En clair, les enseignants–chercheurs sont amenés à négliger de plus en plus leurs activités d’enseignement et d’encadrement des travaux d’étudiants, pour se consacrer de manière acharnée à la concurrence en matière de recherche, selon les critères quantitatifs instaurés par la pensée dominante (proche des acteurs économiques prépondérants).

Dans le domaine des «sciences économiques», notamment, les places de professeur mises au concours sont occupées, de manière exclusive désormais, par les candidats ayant publié des papiers dans les revues scientifiques classées comme étant les meilleures par les tenants de la pensée dominante (de matrice néolibérale). La «concurrence» ne joue, désormais, qu’au sein de cette école de pensée, étant donné que toute autre conception paradigmatique de l’analyse économique est ignorée, du fait que ses adeptes sont exclus des «meilleures revues» établies à partir des classements retenus pour accéder à un poste de professeur universitaire. Les principes essentiels régissant l’université – un lieu où la liberté de recherche, la dialectique scientifique, l’originalité et l'esprit critique étaient encouragés pour contribuer au bien commun – sont ainsi bafoués pour être remplacés par le conformisme et le caractère autoréférentiel des travaux de recherche visant la carrière de leurs auteurs avant tout.

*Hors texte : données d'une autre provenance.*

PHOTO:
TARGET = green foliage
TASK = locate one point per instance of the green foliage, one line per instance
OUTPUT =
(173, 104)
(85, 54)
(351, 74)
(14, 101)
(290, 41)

Pour rompre le cercle vicieux établi par cette pensée autoréférentielle, il faudra une crise encore plus grave que celle qui a secoué le monde occidental après la mise en faillite de Lehman Brothers aux États-Unis. Contrairement à la crise des années 1930, qui avait été suivie par un changement radical du paradigme économique dominant, de nos jours le néolibéralisme à l’origine de la crise éclatée en 2008 au plan global n’est en réalité aucunement remis en question par celles et ceux qui, d’un côté ou de l’autre de l’Océan Atlantique, ont des responsabilités politiques de premier plan. Il n’est dès lors pas erroné d’imaginer que l’économie globale se trouve dans une «stagnation séculaire» qui ne fait que commencer.

Sergio Rossi

Sergio Rossi est professeur ordinaire à l’Université de Fribourg, où il dirige la Chaire de macroéconomie et d’économie monétaire, et Senior Research Associate à l’International Economic Policy Institute de la Laurentian University au Canada.